There were some uncomfortable giggles at the beginning gyrations, but things smoothed as the electric, electrifying music gave everyone a reason to move.

Each pas de deux was quick and often followed by a solo or a pose or an adamant coming together and striding apart. Moves were deft and defined - with a swift finality. It all combined for the most enveloping ensemble piece of the night.

Matt Goss' stylings easily recalled Rat Pack days, and he seemed to encourage this image, with the tux, the casual fedora and his treatment of each number, all before musicians who would be comfortable in the main room at any casino.

Goss sang Leon Russell's "A Song for You," as well as several original compositions debuted here including "Liar" and "Maverick," with affable chatting between each number.

Musicians were at the back of the stage, dancers center stage and Goss in the front. Lighting and staging could have been lifted from a TV variety show decades ago. Dancers were bouncy and bright, in costumes a la "West Side Story," bopping and rocking - even jazzy in toe shoes.

Goss's voice was great, if initially far too loud, and the sequence presented a solid, enjoyable image to conclude the night. A nagging question: Was this the best use of the time? Should the finale of this major celebration have used these strong dancers as little more than a happy television ensemble?

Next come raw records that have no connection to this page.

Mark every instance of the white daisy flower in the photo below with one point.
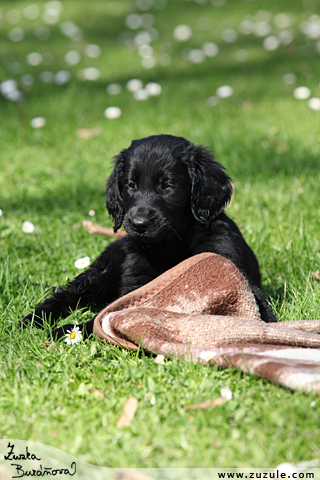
(27, 227)
(82, 262)
(150, 398)
(159, 359)
(207, 355)
(225, 394)
(75, 336)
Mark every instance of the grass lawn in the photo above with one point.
(269, 141)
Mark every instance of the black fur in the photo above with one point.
(170, 196)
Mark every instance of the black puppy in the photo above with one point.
(170, 196)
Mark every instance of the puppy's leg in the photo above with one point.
(99, 285)
(86, 330)
(266, 312)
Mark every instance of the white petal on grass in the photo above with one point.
(226, 394)
(34, 59)
(212, 101)
(154, 89)
(62, 77)
(196, 55)
(134, 85)
(74, 336)
(8, 86)
(92, 50)
(182, 33)
(224, 92)
(42, 33)
(134, 21)
(70, 29)
(286, 37)
(48, 58)
(314, 103)
(150, 398)
(46, 77)
(301, 93)
(141, 95)
(82, 262)
(72, 57)
(31, 11)
(90, 73)
(210, 49)
(282, 20)
(143, 38)
(38, 122)
(16, 34)
(112, 113)
(55, 5)
(159, 359)
(27, 227)
(9, 90)
(271, 43)
(114, 89)
(148, 62)
(289, 78)
(148, 20)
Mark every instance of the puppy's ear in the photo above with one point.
(211, 189)
(114, 191)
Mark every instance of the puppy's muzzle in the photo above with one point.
(140, 219)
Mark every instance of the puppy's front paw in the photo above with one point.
(60, 332)
(32, 319)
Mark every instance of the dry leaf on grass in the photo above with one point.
(128, 412)
(88, 132)
(316, 274)
(202, 406)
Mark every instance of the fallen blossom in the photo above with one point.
(159, 359)
(82, 262)
(74, 336)
(27, 227)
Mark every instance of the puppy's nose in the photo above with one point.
(140, 224)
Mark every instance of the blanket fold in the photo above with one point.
(204, 308)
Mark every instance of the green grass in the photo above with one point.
(269, 143)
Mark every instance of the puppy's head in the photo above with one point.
(161, 184)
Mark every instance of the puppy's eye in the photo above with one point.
(166, 185)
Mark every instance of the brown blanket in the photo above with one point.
(204, 308)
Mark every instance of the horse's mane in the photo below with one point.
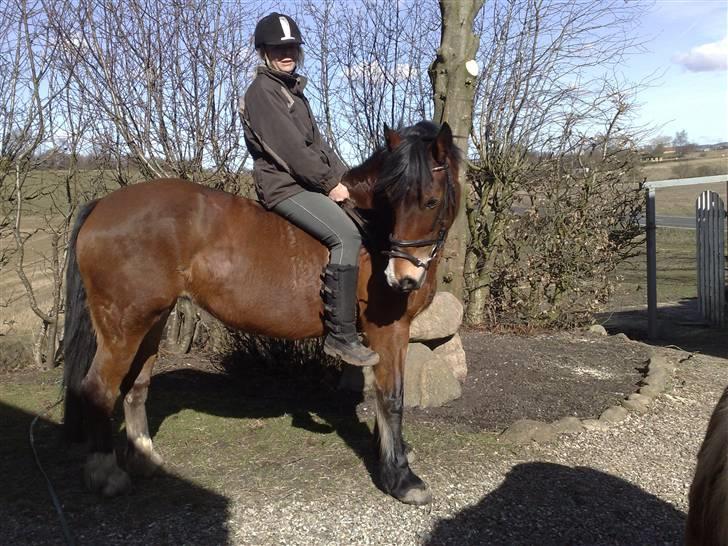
(395, 173)
(408, 166)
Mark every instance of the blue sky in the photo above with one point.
(687, 44)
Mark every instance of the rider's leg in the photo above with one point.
(318, 215)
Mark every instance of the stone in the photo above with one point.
(356, 378)
(428, 380)
(595, 424)
(657, 378)
(614, 415)
(634, 405)
(658, 361)
(568, 425)
(453, 354)
(440, 320)
(651, 391)
(524, 431)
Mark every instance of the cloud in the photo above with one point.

A technical problem continues to plague the hall: chairs in boxes are moveable, and scrape across the marble floor. These scrapes are common and seemed especially loud between dances on stage.

Several times, the noise resembled the lengthy passing of gas, with a number of audience members giggling awkwardly each time.

The Smith Center has strived for so much sophistication that this seems out of place.